On the road to Cyberia I took a wrong turn and ended up on the Great Eastern Plains. Fortunately, a group of Khalkha nomads took me in and taught me the secrets of life on the steppe. Now, I sit in my yurt, eating mutton dumplings and drinking a weak milk tea as I recount my tales of this Mongolian life.

pátek, srpna 8

This is how it's done in Orange County

"Welcome to the O.C., bitch!"

That's right, the "culture" of my home-county has been tabbed as fodder for yet another major entertainment project, this time Fox's prime-time teen soap "The O.C."

I have to say, the show has pretty well met all of my expectations, at least it I can get an accurate read based off the pilot.

Coming in, I expected that any series titled "The O.C." had to 1) depict inhabitants of the Orange Curtain as incredibly vapid, hypocritical, rich-bitch spoiled brats, remaining true to life, and 2) suggest that redemption can come even in the "bubble of Newport". Check and check.

What I found most amusing about the former was coverage on the local Fox affiliate on the newscast immediately after the series premiered, which featured a live remote from a restaurant in the Orange Curtain where some honest-to-goodness natives watched "The O.C." and commented on it. And, sure enough, none of them broke the cookie cutter "affluent, young, skinny, shallow, white folk" used to churn out the cast of characters on the TV show. It has me wondering whether this is a case of O.C. life imitating "The O.C." or "The O.C." imitating O.C. life. Baffling.

Frankly, I think I may be hooked on "The O.C." -- rather unlike the O.C. -- because for me it's "train wreck television." I find myself unable to turn away from the hour-long paean to bourgeois decadence, Newport style. Watching it, I almost feel like Nero, fiddling as I watch Rome burn. Of course, in my estimation it would be far less tragic were the O.C. to burn than it was when ancient Rome bit the dust back in Nero's day, but I'll admit to being, perhaps, not the most impartial of judges on such matters.

My favorite aspects of the pilot include:

• the fashion show with fashions from "all the great stores at Fashion Island"

• a mother bitching about her daughter being made to wear Calvin Klein on the runway at said fashion show

• spoiled brat rich teens getting thoroughly sloshed at someone's parents' beach house

• the public defender who takes in a hard-luck kid from "the wrong side of the tracks in Chino" (Ed. note: There is no "wrong side of the tracks" in Chino. It's Chino, for crying out loud!

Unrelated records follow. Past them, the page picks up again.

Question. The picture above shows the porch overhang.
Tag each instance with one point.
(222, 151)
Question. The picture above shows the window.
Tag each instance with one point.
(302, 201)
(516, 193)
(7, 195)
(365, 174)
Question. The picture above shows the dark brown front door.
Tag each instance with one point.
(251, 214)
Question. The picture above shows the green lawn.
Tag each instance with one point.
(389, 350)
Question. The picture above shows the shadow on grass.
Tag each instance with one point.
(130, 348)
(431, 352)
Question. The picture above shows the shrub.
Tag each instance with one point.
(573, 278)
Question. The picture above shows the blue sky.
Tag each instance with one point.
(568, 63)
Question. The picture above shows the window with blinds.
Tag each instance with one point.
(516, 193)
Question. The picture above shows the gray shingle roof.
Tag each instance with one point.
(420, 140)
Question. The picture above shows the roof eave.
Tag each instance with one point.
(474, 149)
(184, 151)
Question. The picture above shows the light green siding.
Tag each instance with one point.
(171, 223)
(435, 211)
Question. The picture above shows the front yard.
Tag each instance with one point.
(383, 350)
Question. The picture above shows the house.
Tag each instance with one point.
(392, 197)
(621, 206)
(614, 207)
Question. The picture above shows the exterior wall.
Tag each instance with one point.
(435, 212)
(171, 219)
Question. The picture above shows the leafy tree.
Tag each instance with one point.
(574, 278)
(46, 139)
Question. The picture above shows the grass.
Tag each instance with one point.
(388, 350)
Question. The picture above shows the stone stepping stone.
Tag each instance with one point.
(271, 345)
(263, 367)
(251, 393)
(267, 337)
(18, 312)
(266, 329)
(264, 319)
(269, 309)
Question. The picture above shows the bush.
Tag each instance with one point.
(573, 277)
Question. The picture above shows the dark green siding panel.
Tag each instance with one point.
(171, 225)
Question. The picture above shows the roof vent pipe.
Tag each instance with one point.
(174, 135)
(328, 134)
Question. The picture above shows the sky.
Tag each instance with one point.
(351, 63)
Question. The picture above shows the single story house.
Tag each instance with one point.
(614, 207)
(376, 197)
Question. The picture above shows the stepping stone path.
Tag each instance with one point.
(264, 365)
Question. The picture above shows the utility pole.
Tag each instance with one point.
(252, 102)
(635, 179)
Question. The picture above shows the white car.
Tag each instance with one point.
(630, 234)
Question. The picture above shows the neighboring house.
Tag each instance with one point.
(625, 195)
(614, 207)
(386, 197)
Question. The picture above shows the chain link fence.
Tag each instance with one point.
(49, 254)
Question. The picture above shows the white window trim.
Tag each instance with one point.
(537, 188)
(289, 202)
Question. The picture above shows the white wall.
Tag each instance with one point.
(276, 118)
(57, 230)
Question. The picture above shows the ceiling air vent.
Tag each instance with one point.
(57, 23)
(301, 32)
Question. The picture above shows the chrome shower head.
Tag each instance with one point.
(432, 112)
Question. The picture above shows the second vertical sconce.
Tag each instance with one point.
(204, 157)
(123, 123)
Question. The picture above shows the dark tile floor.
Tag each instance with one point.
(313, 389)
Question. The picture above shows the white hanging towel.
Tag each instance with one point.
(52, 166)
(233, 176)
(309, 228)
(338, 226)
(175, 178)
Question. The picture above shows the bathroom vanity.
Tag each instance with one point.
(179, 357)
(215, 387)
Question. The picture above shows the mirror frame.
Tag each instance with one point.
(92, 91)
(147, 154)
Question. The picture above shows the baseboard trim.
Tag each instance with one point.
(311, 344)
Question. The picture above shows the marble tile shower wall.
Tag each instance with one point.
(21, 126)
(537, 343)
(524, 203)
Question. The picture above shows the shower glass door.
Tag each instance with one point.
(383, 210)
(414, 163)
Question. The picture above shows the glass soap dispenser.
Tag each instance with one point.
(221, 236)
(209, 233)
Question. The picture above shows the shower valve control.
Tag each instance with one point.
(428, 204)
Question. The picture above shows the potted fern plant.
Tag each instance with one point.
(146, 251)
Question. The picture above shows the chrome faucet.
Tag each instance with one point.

What they mean to say is that he's not from Chino Hills.) and into his Newport Beach home to help get him back on his feet

• some O.C. girl at the aforementioned beach house party remarking, in response to mention of Chino, "Ewwwwwww"

• the greatest moment in television between 9 and 10 p.m. last Tuesday night, the crowning moment, pièce de résistance, words of wit and wisdom, the show's signature line (and potentially my new catch phrase": "This is how we do it in Orange County!"

Isn't it great when a drama oozes so much unintentional humor?